Giving days are an appealing supplement to traditional giving campaigns. Their compactness and immediacy makes them satisfying both for our alumni and for those of us who organize them.
But investing all that time and energy into one day can feel like a huge gamble. That's why we talked to folks at Holy Cross about how they exceeded their participation goal by 50% in their most recent giving day campaign.
Holy Cross Associate Director of Advancement Communications Amy Kotsopoulos and Associate Director of College Marketing, Communications, and Web Communications Christian R. Santillo recently presented on their offices' work at the Higher Ed Web Conference. We asked them to discuss Holy Cross's "I Love Holy Cross" giving day.
To start, could you summarize the “I Love Holy Cross” campaign for us? How did it start, and what were your goals?
Giving challenges are not new to Holy Cross. Over the last decade, our advancement office had completed a number of successful efforts with the main goal of increasing alumni participation. Thanks to these efforts, Holy Cross has consistently ranked in the top 10 nationally for alumni participation (50%)—a point of pride for the College, and a good gauge of overall alumni satisfaction.
Although our goal has been consistent, our approach has evolved considerably. The earlier challenges took place over longer periods of time using mail, the alumni magazine, and emails. As technology improved and social media became powerful tool in the fundraising arsenal, efforts that typically took months to complete could now be done within hours.
“I Love Holy Cross” is the most recent challenge completed. Even its theme was borrowed from a previous effort that we knew resonated well with our alumni. So instead of reinventing the wheel, we revived, renewed, and refreshed something that had already proved to be successful.
What preparations did you Make to make the campaign successful? How did other offices collaborate with you?
We wanted our decisions to be data-driven. We looked at performance and engagement data both from previous campaigns and from our overall communications with alumni. A few examples:
Over the course of the last few years, we knew that our email open rates with alumni was strong (32%) compared to industry averages, allowing us to rely on email to engage alumni throughout the day as well as days leading up February 14.
With this being a day-of-giving, social media would be an important component of the day, especially Facebook. However, looking at Facebook’s recent algorithm changes, we saw that reach dropped precipitously on days when posting multiple times per day. Armed with this data, we made the strategic decision to only post once on Facebook during the entire day (at launch) and use paid boosts, commenting, and targeting advertising on Facebook throughout the day. Ultimately, this yielded a reach of nearly 60,000 vs. our average of 6,000.
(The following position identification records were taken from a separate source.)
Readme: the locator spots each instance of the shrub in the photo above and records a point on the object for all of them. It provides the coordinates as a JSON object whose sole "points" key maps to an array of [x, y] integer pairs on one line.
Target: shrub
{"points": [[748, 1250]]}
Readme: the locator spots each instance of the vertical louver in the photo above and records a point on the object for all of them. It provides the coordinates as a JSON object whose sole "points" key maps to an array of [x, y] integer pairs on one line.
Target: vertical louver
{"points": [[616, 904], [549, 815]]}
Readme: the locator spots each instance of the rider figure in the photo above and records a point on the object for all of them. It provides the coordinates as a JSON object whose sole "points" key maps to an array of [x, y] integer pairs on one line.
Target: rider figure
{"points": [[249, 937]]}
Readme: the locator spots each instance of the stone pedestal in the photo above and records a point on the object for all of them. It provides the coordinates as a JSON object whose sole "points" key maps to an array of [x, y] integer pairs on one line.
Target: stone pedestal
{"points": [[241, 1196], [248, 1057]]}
Identify your project team. For us, our team was assembled and led by our Director of Advancement Communications and included members of the Development, Alumni Relations, Marketing and Communications, and Athletics teams. Ensuring you have the right stakeholders and producers / topic-experts at the table from the beginning in key. But it’s also a balance, too many people can dilute a creative or strategic conversation. This project team was also our “day-of” team. Scheduling a conference room for the entire day, we agreed to meet at regular check-in points throughout day to assess our status and make any changes to our communications plan or strategy as needed.
Creating a comprehensive communications plan is also absolutely vital. It doesn’t have to be fancy. We created a Google Sheet which included information such as medium (social, email, etc.) date, time, who was posting, from what account, what art, what content, URL, etc. This document was then shared with all who were responsible for communicating on that day, ensuring our plan was being followed.
What were the outcomes of the campaign? What worked and what didn’t?
We set a challenge goal of 4,000 donors, something that we felt confident we could achieve based on previous years’ data. We exceeded our goal by over 2,000 donors! Much of our day-of communications effort was focused on social media. We took advantage of paid ads and boosted posts and leveraged the reach of the college’s main platforms. We did underutilize email updates. After reviewing the data, it was clear that the emails did help sustain the donor momentum, and we will send more emails during the next challenge.
The challenge did help in our efforts to get more donors to donate earlier in the fiscal year, which allowed gave us more breathing room with our end of fiscal giving effort. It also provides an opportunity to engage with our already donors. However the number of new donors we yielded was small.
It is very important for institutions thinking about doing a challenge to set its goal early on, know investment costs upfront and then determine if the ROI is worth it. For Holy Cross, maintaining its participation ranking is worth it, so we will be doing this all over again in January.
What advice would you offer to schools contemplating their own campaign similar to I Love Holy Cross?
Plan, plan, plan, and plan again! Do a deep dive into your historical and current data and make decisions based on that. Leverage in-house resources as much as possible. Be creative. And most of all, have fun!